Não. Os medicamentos que não são bem absorvidos por via oral, são administrados por vias não orais ou são metabolicamente estáveis podem evitar perdas significativas na primeira passagem. O diazepam e o paracetamol, por exemplo, têm biodisponibilidade oral aproximadamente completa, apesar do extenso metabolismo hepático eventual, porque a sua extração no intestino e no fígado durante a primeira passagem é mínima.
Sim. Os alimentos afetam o esvaziamento gástrico, o pH intestinal, a secreção biliar e o fluxo sanguíneo esplâncnico. O suco de toranja é o exemplo clássico de alimento que inibe o CYP3A4 intestinal e aumenta a biodisponibilidade de medicamentos ingeridos como midazolam e felodipina. Uma refeição rica em gordura pode aumentar o transporte linfático de medicamentos lipofílicos, desviando parcialmente do fígado.
Não completamente, mas pode ser reduzido. Revestimentos entéricos, preenchimentos à base de lipídios e sistemas de liberação específicos do local limitam a exposição ao medicamento no estômago e no intestino proximal. O design de pró-fármacos é outra estratégia metabólica. Para uma molécula com uma taxa de extração especialmente elevada, mudar para administração sublingual, bucal, transdérmica ou intravenosa é a única forma de garantir uma evitação quase completa.
O CYP3A4, expresso tanto no fígado como na parede intestinal, é responsável pelo metabolismo de aproximadamente metade de todos os medicamentos comercializados. CYP2D6, CYP2C9 e CYP2C19 também são importantes para classes específicas de medicamentos, e as UDP-glucuronosiltransferases dominam as reações de conjugação de fase II na parede intestinal.
A dose rotulada é a dosagem da forma farmacêutica, mas a dose eficaz é a dosagem multiplicada pela biodisponibilidade oral. Se o invólucro da cápsula ou um excipiente incompatível retardar a dissolução, o local de liberação e o tempo mudam, o que pode alterar a extração de primeira passagem e produzir falha clínica ou toxicidade. É por isso que a seleção das cápsulas é uma etapa baseada em dados para medicamentos com biodisponibilidade limítrofe.
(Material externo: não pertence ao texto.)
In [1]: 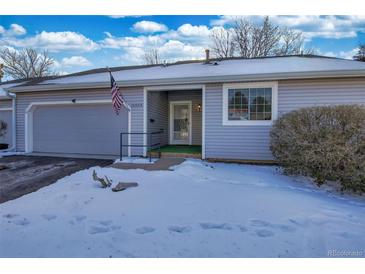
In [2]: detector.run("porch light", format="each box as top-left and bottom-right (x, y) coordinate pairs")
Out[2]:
(196, 104), (202, 112)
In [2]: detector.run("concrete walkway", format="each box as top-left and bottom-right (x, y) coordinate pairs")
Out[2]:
(111, 158), (185, 171)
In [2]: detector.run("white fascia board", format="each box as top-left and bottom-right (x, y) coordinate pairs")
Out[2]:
(7, 70), (365, 93)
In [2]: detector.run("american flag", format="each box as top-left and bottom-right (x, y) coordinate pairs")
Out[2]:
(109, 71), (130, 115)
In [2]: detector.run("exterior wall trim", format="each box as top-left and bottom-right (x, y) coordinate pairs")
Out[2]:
(25, 99), (117, 153)
(202, 85), (205, 160)
(143, 84), (205, 159)
(5, 69), (365, 93)
(169, 101), (193, 146)
(222, 81), (278, 126)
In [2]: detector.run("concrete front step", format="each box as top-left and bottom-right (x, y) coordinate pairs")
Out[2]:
(152, 152), (202, 159)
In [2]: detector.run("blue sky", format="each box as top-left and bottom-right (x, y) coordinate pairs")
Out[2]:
(0, 15), (365, 76)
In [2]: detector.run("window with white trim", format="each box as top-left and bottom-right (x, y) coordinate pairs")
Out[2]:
(223, 82), (277, 125)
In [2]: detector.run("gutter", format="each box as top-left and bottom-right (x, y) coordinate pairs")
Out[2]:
(7, 70), (365, 93)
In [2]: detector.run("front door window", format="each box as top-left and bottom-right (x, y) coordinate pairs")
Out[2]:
(171, 103), (191, 144)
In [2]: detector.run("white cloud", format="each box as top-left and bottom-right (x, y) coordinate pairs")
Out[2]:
(4, 31), (99, 52)
(100, 33), (163, 49)
(62, 56), (92, 67)
(0, 24), (27, 37)
(177, 24), (210, 36)
(9, 24), (27, 36)
(159, 40), (205, 61)
(132, 21), (168, 33)
(320, 48), (359, 60)
(211, 15), (365, 40)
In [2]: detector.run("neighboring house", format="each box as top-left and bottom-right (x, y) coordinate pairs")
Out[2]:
(2, 56), (365, 161)
(0, 80), (25, 148)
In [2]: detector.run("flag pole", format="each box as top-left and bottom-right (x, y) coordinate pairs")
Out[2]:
(106, 66), (132, 157)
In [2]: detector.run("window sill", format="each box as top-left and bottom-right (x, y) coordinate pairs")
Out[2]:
(223, 120), (273, 126)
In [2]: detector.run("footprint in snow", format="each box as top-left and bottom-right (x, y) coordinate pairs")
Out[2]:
(42, 214), (57, 221)
(200, 223), (232, 230)
(255, 229), (274, 238)
(99, 220), (113, 226)
(250, 220), (270, 227)
(168, 225), (191, 233)
(88, 226), (110, 235)
(135, 226), (156, 234)
(14, 218), (30, 226)
(3, 213), (19, 219)
(74, 215), (87, 223)
(271, 224), (296, 232)
(237, 225), (248, 232)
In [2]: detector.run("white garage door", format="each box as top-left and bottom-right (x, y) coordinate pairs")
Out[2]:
(33, 104), (128, 155)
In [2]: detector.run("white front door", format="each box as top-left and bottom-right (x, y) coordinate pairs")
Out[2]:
(170, 101), (191, 145)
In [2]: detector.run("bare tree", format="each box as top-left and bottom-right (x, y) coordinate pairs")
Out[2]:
(275, 28), (315, 55)
(0, 48), (55, 79)
(354, 44), (365, 62)
(210, 28), (235, 58)
(0, 64), (4, 83)
(212, 16), (314, 58)
(234, 17), (281, 58)
(144, 48), (161, 65)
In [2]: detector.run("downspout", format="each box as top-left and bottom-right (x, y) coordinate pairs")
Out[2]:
(6, 91), (16, 151)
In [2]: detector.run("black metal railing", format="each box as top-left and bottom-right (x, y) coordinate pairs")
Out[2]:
(120, 130), (163, 162)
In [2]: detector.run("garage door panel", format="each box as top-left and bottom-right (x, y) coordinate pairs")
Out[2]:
(33, 104), (128, 155)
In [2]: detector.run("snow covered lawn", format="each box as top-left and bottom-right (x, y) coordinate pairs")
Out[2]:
(0, 160), (365, 257)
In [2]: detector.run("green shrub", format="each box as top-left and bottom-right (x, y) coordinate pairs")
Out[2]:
(270, 105), (365, 193)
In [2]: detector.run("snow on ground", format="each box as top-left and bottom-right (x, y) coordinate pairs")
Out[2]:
(0, 160), (365, 257)
(114, 157), (158, 164)
(0, 150), (24, 158)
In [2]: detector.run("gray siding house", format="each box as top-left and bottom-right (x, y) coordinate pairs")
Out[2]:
(6, 56), (365, 161)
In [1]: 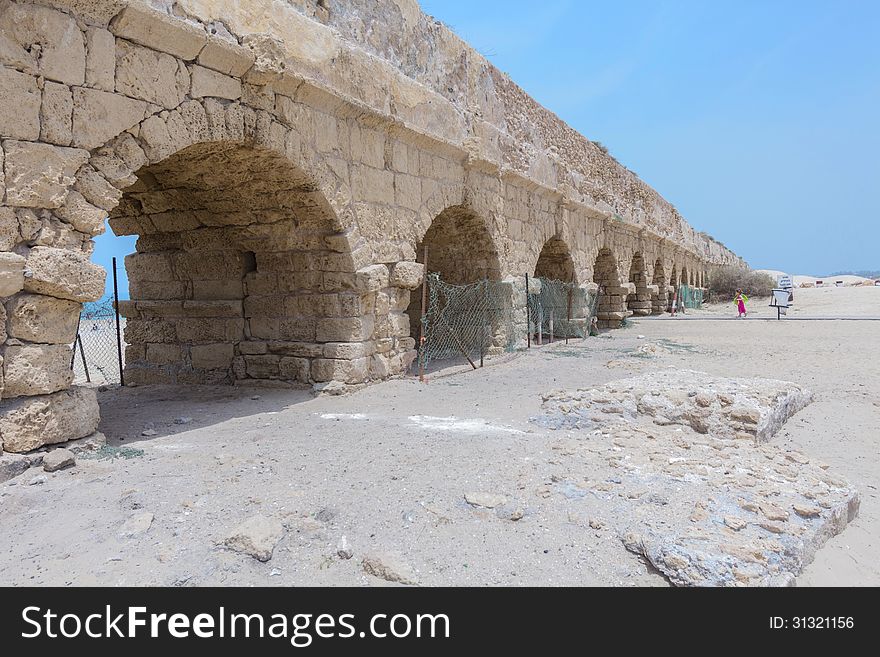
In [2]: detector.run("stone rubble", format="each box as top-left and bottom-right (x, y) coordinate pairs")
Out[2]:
(533, 370), (859, 586)
(540, 369), (812, 443)
(43, 448), (76, 472)
(223, 515), (284, 562)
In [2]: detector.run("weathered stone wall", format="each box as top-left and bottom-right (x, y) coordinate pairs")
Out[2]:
(0, 0), (736, 451)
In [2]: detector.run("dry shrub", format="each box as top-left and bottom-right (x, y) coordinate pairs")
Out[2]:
(709, 265), (776, 301)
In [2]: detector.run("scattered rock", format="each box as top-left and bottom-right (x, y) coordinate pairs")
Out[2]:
(118, 513), (153, 538)
(758, 503), (788, 520)
(43, 448), (76, 472)
(223, 515), (284, 562)
(315, 507), (336, 525)
(724, 516), (749, 532)
(464, 492), (507, 509)
(0, 454), (31, 483)
(792, 503), (822, 518)
(336, 536), (354, 559)
(361, 552), (418, 586)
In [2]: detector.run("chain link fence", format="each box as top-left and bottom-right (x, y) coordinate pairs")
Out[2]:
(528, 278), (598, 344)
(71, 296), (125, 384)
(678, 285), (703, 308)
(414, 273), (599, 374)
(417, 273), (516, 372)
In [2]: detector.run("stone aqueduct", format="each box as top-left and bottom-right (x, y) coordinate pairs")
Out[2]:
(0, 0), (738, 452)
O metabolismo de primeira passagem não é uma observação teórica nas aulas de farmacologia. Explica porque é que uma dose oral é maior do que uma dose intravenosa, porque é que alguns medicamentos funcionam por via sublingual, porque é que a mesma dose prescrita produz níveis sanguíneos diferentes em pacientes diferentes e porque é que a selecção da cápsula é uma decisão científica e não uma decisão de embalagem. Sempre que um novo medicamento oral for avaliado, calcule primeiro a fração de sobrevivência esperada e, em seguida, escolha a via, a formulação e o invólucro da cápsula com base nesse número.
Para as equipes que desenvolvem um produto farmacêutico ou suplemento de marca, discutir a biodisponibilidade com o fornecedor da cápsula no início do desenvolvimento economiza tempo, reduz lotes com falha e evita surpresas caras de bioequivalência. O invólucro certo, a abordagem de preenchimento correta e o perfil de liberação correto transformam uma molécula com grande perda na primeira passagem em um produto que fornece uma dose consistente e previsível ao paciente.